Résumé de la décision
La Cour de cassation, dans une décision rendue le 25 juin 2015, a examiné une question prioritaire de constitutionnalité relative aux articles L.13-4 et L.13-14 du code de l'expropriation pour cause d'utilité publique. Ces dispositions permettent à l'expropriant de saisir le juge dès l'ouverture de l'enquête publique et établissent une période de présomption de fraude, pendant laquelle les améliorations apportées par l'exproprié ne donnent pas droit à indemnité. La cour a jugé que la question posée sur une éventuelle atteinte au droit de propriété n'était pas nouvelle et ne présentait pas un caractère sérieux, concluant ainsi qu'il n'y avait pas lieu de renvoyer cette question au Conseil constitutionnel.
Arguments pertinents
1. Applicabilité des dispositions : La cour a d'abord souligné que les dispositions contestées sont applicables au litige, conformément à l'article 23-2 de l'ordonnance du 7 novembre 1958. De plus, elles n'avaient pas été déclarées conformes à la Constitution par le Conseil constitutionnel dans des décisions antérieures.

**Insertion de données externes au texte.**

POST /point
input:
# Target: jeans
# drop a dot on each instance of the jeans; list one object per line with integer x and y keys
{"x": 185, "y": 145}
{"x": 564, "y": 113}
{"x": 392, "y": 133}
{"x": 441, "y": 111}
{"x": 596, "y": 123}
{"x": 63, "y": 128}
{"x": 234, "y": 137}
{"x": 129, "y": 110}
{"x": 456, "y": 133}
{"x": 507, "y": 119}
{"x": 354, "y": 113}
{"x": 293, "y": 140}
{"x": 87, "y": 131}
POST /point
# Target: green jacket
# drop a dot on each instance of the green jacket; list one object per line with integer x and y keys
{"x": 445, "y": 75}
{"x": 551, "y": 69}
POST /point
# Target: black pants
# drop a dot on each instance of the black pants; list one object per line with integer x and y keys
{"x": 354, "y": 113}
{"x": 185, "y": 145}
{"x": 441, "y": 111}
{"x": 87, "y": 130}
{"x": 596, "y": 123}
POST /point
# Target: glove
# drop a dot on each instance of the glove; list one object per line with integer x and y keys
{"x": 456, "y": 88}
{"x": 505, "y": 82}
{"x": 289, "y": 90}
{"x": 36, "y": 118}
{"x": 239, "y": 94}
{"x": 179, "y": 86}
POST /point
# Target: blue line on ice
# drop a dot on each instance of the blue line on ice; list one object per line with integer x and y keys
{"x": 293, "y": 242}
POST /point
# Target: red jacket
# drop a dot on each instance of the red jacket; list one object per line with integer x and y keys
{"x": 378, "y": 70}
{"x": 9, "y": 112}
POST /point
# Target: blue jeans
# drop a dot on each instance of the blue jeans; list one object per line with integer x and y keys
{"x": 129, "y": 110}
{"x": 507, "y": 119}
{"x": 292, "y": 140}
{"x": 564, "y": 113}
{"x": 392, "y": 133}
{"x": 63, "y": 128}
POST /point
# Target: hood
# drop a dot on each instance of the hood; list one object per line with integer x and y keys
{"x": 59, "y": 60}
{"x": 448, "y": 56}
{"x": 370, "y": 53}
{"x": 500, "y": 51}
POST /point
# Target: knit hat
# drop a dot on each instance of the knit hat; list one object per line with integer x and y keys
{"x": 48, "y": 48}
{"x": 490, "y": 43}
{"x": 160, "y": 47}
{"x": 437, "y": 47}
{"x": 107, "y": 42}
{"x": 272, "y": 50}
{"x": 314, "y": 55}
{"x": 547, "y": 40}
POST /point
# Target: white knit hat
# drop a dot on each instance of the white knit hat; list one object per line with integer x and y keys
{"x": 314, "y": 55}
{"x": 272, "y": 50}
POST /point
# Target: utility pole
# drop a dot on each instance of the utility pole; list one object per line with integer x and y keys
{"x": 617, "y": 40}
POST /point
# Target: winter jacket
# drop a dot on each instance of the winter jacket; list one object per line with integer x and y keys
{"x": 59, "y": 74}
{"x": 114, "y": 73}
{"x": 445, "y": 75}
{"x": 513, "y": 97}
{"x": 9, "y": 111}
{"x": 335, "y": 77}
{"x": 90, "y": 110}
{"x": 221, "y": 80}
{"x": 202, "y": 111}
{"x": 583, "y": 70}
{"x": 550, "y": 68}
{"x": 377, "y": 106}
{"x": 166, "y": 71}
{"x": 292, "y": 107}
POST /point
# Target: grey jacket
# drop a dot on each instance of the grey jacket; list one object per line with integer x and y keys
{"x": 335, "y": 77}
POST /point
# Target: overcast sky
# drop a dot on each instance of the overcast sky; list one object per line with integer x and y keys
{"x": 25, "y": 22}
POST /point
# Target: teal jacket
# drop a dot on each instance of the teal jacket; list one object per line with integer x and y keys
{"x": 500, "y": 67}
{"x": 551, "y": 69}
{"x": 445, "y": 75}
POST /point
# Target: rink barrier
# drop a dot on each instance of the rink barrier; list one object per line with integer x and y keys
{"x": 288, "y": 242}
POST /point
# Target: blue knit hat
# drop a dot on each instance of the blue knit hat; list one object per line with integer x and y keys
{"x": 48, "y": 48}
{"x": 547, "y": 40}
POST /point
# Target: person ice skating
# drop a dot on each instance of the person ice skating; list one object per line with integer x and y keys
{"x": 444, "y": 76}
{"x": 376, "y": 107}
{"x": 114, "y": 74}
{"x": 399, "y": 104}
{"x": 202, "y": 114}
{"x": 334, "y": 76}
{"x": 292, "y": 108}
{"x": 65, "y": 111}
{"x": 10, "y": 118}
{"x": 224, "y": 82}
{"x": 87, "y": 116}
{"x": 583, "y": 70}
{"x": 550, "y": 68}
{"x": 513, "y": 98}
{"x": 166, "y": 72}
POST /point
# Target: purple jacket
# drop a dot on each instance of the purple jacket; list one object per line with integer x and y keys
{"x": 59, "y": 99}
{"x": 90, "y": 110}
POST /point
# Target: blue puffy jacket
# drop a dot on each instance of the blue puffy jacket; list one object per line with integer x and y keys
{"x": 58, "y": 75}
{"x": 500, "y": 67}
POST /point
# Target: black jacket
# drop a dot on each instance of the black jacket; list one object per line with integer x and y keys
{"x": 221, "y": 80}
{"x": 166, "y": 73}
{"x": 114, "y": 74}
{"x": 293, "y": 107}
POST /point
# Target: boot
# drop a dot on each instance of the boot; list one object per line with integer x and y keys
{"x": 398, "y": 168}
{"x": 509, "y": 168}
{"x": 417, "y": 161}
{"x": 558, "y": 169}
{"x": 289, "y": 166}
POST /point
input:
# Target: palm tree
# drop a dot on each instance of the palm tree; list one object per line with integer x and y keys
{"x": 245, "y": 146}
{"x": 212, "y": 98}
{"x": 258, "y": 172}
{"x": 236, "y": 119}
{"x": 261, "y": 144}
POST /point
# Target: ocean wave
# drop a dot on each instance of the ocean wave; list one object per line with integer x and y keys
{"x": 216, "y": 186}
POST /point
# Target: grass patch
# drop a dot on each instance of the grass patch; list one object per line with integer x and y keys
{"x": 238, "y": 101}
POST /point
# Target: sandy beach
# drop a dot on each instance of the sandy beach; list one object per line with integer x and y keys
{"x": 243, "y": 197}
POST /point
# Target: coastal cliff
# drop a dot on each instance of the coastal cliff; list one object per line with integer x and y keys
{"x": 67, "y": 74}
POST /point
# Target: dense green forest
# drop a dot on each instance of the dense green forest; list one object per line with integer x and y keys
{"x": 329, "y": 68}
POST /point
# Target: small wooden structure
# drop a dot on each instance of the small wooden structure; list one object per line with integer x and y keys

2. Absence de nouveauté : La question soulevée ne concernait pas une interprétation d'une disposition constitutionnelle nouvelle, ce qui a conduit la cour à refuser d'examiner la question.
3. Caractère non sérieux de la question : La cour a considéré que la présomption de fraude instaurée par l'article L.13-14 n'était pas irréfragable et était soumise à un encadrement jurisprudentiel. Elle a également examiné la proportionnalité de ces mesures par rapport à l'objectif d'intérêt général, à savoir la prévention de la spéculation foncière en cas d'annonce de projet d'expropriation.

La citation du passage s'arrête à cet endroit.